Have a partner hold a covered knife and have him move in a continuous oval cutting motion that includes the space you are taking.

Start by keeping your hands to yourself and moving your body out of the way and toward his back. Keep both legs under you at all times.

Continue by letting your arms move from the movement of your body and staying close to the partner knife hand or hands.

Now add a traveling hand with the always moving knife hand. Be as light as a butterfly after a fast and never try to control the situation.

Your breath moves you, Your eyes control your boundries, Your movement shows all including you what you are afraid to accept. Let go of controlling the situation and ride the wave.

Quality

Testing brings us to defining ourselves by our measurements. How fast you are. How strong you are and how well you perform in the tests you chose to do.

The problem lies in defining ourselves by our measurements. Are you your pull up test score or your ability in a ruled test with practice blades with no real danger to them ?

I suggest you let of of  some of the measurements and open yourself to the idea of quality. Your personality and self awareness is what will drive through life. You can be the best at everything but as long as you are not the commander of the ship, you will not be using or steering the ship well.

Tests come in order to place a mark on you in order to place you on a grade in society hierarchy.  That grade allows you to act a certain way and instead of knowing yourself you define yourself by an external measurement.

Here is a drill for you:

Do push ups every day. Learn how you feel differently about it each and every day. Feel how doing the same each day brings you new and different lessons each time. All you have to do is move and pay attention.

And smile. 🙂

With a partner hit each other one at a time using either limbs or the body taking 10 breaths to complete each movement.
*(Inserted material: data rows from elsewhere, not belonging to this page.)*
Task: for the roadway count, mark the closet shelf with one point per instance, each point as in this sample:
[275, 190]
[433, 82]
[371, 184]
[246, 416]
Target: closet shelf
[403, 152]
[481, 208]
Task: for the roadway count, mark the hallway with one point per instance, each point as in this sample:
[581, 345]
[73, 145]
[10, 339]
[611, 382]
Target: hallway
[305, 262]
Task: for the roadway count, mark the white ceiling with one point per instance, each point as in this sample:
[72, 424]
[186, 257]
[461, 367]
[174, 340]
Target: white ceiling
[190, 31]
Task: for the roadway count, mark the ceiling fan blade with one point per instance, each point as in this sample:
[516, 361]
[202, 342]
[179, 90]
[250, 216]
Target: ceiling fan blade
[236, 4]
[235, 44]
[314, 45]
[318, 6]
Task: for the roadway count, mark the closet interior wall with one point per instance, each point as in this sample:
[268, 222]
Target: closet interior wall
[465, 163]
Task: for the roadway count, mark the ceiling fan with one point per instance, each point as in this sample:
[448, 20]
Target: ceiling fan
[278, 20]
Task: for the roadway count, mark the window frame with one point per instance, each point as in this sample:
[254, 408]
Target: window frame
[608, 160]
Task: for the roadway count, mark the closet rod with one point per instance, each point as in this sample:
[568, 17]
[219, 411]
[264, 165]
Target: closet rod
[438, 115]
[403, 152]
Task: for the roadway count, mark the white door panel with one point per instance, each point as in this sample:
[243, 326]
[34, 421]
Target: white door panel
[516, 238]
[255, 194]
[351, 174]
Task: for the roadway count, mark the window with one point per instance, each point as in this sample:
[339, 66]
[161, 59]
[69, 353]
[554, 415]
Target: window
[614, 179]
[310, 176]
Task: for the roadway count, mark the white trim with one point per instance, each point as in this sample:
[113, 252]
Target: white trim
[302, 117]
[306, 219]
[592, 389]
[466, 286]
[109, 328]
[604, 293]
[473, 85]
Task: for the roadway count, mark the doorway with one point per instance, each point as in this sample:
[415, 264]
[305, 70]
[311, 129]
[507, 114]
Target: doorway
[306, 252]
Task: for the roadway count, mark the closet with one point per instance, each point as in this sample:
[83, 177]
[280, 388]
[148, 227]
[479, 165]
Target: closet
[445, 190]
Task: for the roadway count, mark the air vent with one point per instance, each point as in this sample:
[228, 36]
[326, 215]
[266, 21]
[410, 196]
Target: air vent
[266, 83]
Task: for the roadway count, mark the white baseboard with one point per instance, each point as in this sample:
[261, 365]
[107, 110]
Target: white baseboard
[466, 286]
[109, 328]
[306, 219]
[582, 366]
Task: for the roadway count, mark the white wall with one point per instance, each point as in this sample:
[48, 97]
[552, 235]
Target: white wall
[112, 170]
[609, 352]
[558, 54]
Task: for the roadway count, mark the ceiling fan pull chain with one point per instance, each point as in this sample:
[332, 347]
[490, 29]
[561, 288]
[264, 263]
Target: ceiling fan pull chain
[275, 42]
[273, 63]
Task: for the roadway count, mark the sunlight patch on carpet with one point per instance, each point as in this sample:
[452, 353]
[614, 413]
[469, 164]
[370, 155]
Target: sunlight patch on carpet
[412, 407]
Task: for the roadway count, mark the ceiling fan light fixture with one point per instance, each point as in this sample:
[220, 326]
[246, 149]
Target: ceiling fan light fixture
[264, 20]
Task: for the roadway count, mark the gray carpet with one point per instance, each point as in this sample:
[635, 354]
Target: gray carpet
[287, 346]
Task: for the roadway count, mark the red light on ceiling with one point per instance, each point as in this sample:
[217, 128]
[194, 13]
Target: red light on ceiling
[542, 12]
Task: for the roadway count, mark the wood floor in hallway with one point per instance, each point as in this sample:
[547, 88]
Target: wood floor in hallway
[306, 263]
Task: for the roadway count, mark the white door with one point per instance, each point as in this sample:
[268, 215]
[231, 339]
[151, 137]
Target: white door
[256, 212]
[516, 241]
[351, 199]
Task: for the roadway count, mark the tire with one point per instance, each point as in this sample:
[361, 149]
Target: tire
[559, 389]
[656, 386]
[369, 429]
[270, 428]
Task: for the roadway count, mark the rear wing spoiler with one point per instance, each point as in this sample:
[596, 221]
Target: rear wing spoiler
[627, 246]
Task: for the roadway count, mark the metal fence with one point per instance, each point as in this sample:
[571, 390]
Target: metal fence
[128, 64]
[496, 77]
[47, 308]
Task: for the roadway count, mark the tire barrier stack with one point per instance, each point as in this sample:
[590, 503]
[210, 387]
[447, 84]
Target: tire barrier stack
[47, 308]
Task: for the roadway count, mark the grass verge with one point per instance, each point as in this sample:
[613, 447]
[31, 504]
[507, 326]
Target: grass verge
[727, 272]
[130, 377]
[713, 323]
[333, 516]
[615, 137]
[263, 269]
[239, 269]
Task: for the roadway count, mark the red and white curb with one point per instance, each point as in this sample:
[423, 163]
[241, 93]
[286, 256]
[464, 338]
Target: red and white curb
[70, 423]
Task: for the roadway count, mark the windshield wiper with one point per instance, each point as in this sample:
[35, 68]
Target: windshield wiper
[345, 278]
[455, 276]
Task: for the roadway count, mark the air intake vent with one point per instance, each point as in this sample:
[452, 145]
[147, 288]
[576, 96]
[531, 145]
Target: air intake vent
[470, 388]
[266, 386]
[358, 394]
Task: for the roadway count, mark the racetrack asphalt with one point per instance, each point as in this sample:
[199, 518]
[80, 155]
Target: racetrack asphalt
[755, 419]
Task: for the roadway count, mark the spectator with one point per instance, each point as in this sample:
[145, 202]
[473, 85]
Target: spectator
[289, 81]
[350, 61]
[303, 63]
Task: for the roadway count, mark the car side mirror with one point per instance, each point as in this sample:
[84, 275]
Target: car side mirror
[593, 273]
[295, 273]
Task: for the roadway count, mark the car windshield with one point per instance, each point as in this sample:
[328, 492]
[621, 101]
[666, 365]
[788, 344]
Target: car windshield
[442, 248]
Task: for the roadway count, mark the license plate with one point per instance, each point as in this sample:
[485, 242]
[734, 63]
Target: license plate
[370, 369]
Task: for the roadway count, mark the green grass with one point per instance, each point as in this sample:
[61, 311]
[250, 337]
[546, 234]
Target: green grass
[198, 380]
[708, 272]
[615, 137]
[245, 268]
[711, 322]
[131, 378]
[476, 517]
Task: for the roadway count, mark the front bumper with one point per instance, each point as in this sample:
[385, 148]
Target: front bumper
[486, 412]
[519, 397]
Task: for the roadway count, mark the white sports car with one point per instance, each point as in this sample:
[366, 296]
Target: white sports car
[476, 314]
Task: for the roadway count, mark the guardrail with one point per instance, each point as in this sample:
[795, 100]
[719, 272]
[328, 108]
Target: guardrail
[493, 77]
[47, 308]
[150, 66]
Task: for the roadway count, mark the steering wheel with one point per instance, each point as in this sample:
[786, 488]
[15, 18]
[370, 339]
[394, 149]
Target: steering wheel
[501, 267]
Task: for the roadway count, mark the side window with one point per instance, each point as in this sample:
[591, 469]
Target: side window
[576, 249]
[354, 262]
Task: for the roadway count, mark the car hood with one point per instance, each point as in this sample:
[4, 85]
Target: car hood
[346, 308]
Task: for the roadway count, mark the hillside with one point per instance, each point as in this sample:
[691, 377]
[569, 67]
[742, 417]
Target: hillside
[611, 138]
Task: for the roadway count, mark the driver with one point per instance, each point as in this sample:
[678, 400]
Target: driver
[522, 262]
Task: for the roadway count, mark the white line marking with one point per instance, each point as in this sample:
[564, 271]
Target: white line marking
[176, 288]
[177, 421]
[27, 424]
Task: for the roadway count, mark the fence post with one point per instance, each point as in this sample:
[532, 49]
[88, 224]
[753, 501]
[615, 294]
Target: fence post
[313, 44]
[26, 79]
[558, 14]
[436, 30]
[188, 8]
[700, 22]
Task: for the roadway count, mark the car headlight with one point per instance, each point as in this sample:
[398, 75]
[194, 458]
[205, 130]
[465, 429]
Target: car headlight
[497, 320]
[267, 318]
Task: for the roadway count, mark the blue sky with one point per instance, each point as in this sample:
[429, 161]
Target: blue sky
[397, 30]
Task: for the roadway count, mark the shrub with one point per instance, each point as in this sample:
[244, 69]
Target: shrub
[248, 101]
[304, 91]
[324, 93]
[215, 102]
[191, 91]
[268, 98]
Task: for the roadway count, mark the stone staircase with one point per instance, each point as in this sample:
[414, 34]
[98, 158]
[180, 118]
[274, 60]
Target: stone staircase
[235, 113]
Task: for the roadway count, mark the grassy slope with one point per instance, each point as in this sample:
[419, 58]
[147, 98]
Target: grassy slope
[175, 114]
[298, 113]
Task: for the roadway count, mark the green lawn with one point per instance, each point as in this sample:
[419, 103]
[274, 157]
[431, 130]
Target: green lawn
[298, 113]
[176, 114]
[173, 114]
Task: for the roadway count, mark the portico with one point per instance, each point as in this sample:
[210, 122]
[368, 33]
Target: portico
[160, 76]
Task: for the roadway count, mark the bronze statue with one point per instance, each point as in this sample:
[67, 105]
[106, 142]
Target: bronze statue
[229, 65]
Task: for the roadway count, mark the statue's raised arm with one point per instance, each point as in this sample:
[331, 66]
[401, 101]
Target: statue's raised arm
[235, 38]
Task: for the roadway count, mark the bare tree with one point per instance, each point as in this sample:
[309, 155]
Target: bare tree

Use your body and limbs to escort the attack to you without moving away at first and simply feeling the movement and the tension in your partner. This looks weird but it lets you move with your partner without trying to move him and thus to actually feel without fear and tension. Do a few of those from different sides and different limbs. Now pay attention to where your body wants to go as you feel the tension from the attack and let the body move as you still let the limbs simply touch and feel the attack ( you may feel you are already moving him or her without intention because he will feel the lack of resistance and his movement will be grander than his intention) Do this for a while and work on matching his or her speed or less so you avoid flinching by awareness. Start to move as you feel the tension and now while in contact feel where there is an opening and add to the movement still keeping with the 10 breaths per movement and keep the breaths even and relaxed. This is a hard drill especially in the beginning where if feels ridiculous to guide the hits in but consider that when you clean the tension and fear and allow your partner or partners to enter, you will be free to do as you wish as you are within the movement.